KeyTypeDefaultDescription
postprocSkipUnderCharsInt0skip AI post-processing if shorter than this (0=disable)
activePromptIdString""active prompt preset id
promptPresetsJsonString""prompt preset list JSON

Temperature hints

  • 0 - 0.3: highly consistent, good for precise edits
  • 0.4 - 0.7: balanced creativity and stability
  • 0.8 - 2.0: more creative but less stable

Quick Setup

BiBi Keyboard ships with SiliconFlow free service.
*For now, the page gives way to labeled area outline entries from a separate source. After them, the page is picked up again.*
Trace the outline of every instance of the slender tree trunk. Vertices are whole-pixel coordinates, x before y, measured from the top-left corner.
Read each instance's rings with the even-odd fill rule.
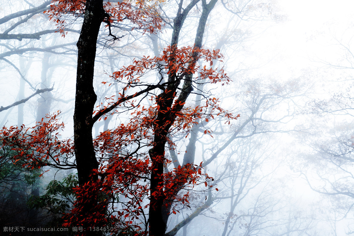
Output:
[[[177,46],[179,33],[183,25],[184,20],[188,13],[198,2],[192,1],[183,12],[182,11],[182,3],[180,4],[177,16],[173,20],[173,31],[172,32],[172,46]],[[209,4],[202,0],[202,12],[199,19],[199,24],[197,29],[194,41],[195,48],[201,47],[205,25],[209,13],[213,8],[217,0],[211,0]],[[197,58],[197,53],[192,56]],[[190,62],[191,66],[195,66],[196,60]],[[170,71],[172,71],[170,68]],[[150,183],[150,199],[149,208],[149,232],[150,236],[164,236],[166,232],[167,221],[170,215],[171,202],[166,199],[163,191],[165,188],[163,179],[164,163],[165,160],[165,146],[168,140],[167,136],[170,128],[174,123],[176,118],[175,113],[178,112],[183,108],[183,105],[176,105],[172,112],[172,105],[174,98],[174,94],[177,91],[176,85],[179,84],[181,81],[175,80],[176,77],[173,73],[169,75],[168,82],[170,84],[165,91],[158,96],[158,105],[159,111],[154,122],[154,145],[149,151],[152,160],[152,168]],[[193,90],[192,86],[193,74],[186,75],[183,85],[183,90],[181,92],[177,99],[182,103],[185,102],[190,92]],[[168,109],[167,108],[169,109]],[[166,111],[170,111],[166,112]],[[167,200],[167,201],[166,200]]]
[[[92,115],[97,98],[93,90],[93,68],[98,31],[104,15],[102,0],[86,1],[84,23],[77,44],[78,54],[74,115],[74,142],[79,183],[81,186],[91,181],[94,183],[98,179],[97,176],[90,176],[92,170],[98,168],[92,137]],[[97,206],[97,196],[91,195],[89,198],[84,199],[80,213],[83,218]],[[83,226],[87,230],[88,227],[93,226]],[[87,234],[94,232],[88,232]]]

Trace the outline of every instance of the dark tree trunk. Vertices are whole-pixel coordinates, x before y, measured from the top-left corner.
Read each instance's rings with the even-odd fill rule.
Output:
[[[179,38],[179,33],[183,26],[188,12],[199,1],[194,0],[182,12],[182,1],[181,1],[177,16],[173,21],[173,31],[171,42],[172,46],[176,47]],[[211,0],[207,4],[205,0],[202,0],[202,12],[199,19],[194,41],[194,47],[201,47],[203,36],[206,21],[211,10],[213,8],[217,0]],[[193,55],[193,58],[196,58],[198,55]],[[190,66],[195,66],[196,60],[190,62]],[[170,71],[172,68],[169,68]],[[185,102],[190,92],[193,91],[192,77],[193,74],[187,75],[184,78],[183,90],[177,100],[183,103]],[[158,105],[159,111],[154,123],[154,145],[150,150],[149,154],[151,159],[152,171],[150,184],[151,197],[149,208],[149,233],[150,236],[164,236],[166,230],[167,221],[169,216],[171,202],[166,199],[162,191],[164,188],[164,183],[162,176],[164,163],[165,160],[165,146],[168,140],[169,131],[176,118],[176,112],[180,111],[183,108],[183,105],[176,105],[172,109],[174,100],[174,94],[177,90],[181,81],[176,79],[173,73],[169,74],[167,88],[158,96]],[[177,103],[176,103],[177,104]],[[169,108],[167,109],[167,108]],[[166,111],[170,111],[166,112]],[[193,155],[193,154],[191,154]],[[187,164],[187,163],[184,163]]]
[[[102,0],[86,1],[84,23],[77,44],[78,54],[74,129],[78,175],[81,186],[97,180],[97,176],[90,176],[92,170],[98,168],[92,137],[91,121],[97,99],[93,84],[96,45],[104,15]],[[80,215],[84,217],[88,215],[97,204],[96,196],[90,195],[89,198],[84,199]],[[93,226],[84,225],[86,228],[90,226]]]

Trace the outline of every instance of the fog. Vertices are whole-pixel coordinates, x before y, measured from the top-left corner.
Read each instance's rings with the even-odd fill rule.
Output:
[[[0,234],[354,233],[354,2],[51,1],[0,3]]]

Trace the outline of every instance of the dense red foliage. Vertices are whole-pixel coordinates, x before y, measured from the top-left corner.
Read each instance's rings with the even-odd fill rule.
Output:
[[[86,0],[53,0],[49,9],[44,12],[51,20],[55,22],[59,31],[65,36],[65,26],[72,23],[70,17],[78,17],[85,14]],[[127,21],[143,33],[152,33],[161,28],[161,18],[156,11],[159,1],[139,0],[134,4],[126,1],[103,2],[105,11],[102,19],[107,25]],[[75,21],[75,20],[74,20]]]

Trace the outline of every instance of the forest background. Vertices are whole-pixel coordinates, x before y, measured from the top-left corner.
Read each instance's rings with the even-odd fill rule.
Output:
[[[2,2],[2,232],[352,234],[348,1]]]

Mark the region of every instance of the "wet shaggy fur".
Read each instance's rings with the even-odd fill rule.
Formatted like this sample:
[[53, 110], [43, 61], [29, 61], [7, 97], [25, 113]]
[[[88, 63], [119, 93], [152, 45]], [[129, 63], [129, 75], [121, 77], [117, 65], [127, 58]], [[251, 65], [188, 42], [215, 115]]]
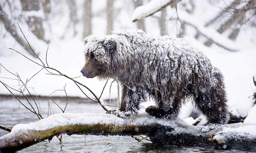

No API key is required:

  1. Open Settings → AI Post-processing
  2. Enable "AI post-processing"
  3. Ensure vendor is SF_FREE (default)
  4. Pick a prompt preset (recommended: "General post-process")
  5. Tap the magic wand button on the keyboard to enable AI post-processing mode
  6. Done — transcripts will be refined automatically

About the free service

  • Has a free quota (see SiliconFlow website for details)
  • Example models: Qwen/Qwen3-8B, THUDM/GLM-4-9B, etc.
  • If you need other models, register on SiliconFlow and use your own API key

Configure a paid vendor

Example with DeepSeek:

  1. Sign up at https://platform.deepseek.com/
  2. Create an API key and add credits
  3. In Settings → AI Post-processing:
    • Vendor: DEEPSEEK
    • API key: paste your key
    • Model: e.g. deepseek-chat
    • Temperature: recommended 0.2
  4. Save and test

Configure a custom vendor

For any OpenAI-compatible API:

  1. Vendor: CUSTOM
  2. Fill in:
    • Endpoint: e.g. https://your-api.com/v1
    • API key
    • Model: e.g. gpt-3.5-turbo
    • Temperature: recommended 0.2
  3. Save and test

Custom endpoint requirements

  • Must be compatible with OpenAI Chat Completions API
  • The path is typically /v1/chat/completions (the app will append it automatically)

Reasoning Mode Support

Different vendors control reasoning mode in different ways:

VendorControl methodSupported modelsNotes
DEEPSEEKmodel choicedeepseek-reasonerchoose the reasoner model
MOONSHOTmodel choicekimi-k2-thinkingchoose the thinking model
SF_FREEtoggle paramQwen3 series, DeepSeek-V3.1, etc.enable "Reasoning mode" in settings
GEMINItoggle paramgemini-2.5-flash+reasoning_effort param
GROQtoggle paramqwen3-32b, gpt-oss seriesreasoning_effort param
CEREBRAStoggle paramgpt-oss-120breasoning_effort param
VOLCENGINEtoggle paramdoubao-seed series, deepseekthinking.type param
ZHIPUtoggle paramglm-4.6, glm-4.5 seriesthinking.type param
OHMYGPTtoggle paramgemini-2.5, claude, gpt-5 seriesreasoning_effort param

When to use reasoning mode

  • ✅ complex rewrites (technical terms, strict formatting)
  • ✅ tasks needing reasoning (e.g. to-do extraction)
  • ✅ multi-step transformations (e.g. translate + polish)
  • ❌ simple filler-word removal (extra latency without benefit)

Tips

There are three ways to trigger AI post-processing:

TriggerDescriptionBest for
Auto post-processruns automatically after each voice inputdaily use; output is final
AI Editselect text and open AI Edit; choose a prompt preset for the edititerative edits / retrying
Skip short inputset a minimum length threshold to skip AI for short phrasesavoid overhead on tiny inputs

Troubleshooting

AI post-processing does not run

Checklist:

  1. ✅ enabled (postProcessEnabled = true)
  2. ✅ input length ≥ postprocSkipUnderChars
  3. ✅ vendor config is valid (API key works if needed)
  4. ✅ network works
  5. ✅ quota not exhausted

Output is not as expected

Possible causes:

  • Prompt too vague → add constraints and examples
  • Temperature too high → reduce to ~0.2
  • Model too weak → try a stronger model
  • Input too long → might exceed model context limits

Too slow

Ideas:

  1. Switch to faster vendors (Groq, Cerebras)
  2. Use smaller models (e.g. Qwen3-8B instead of 235B)
  3. Disable reasoning mode
  4. Simplify the prompt

Released under the Apache 2.0 License.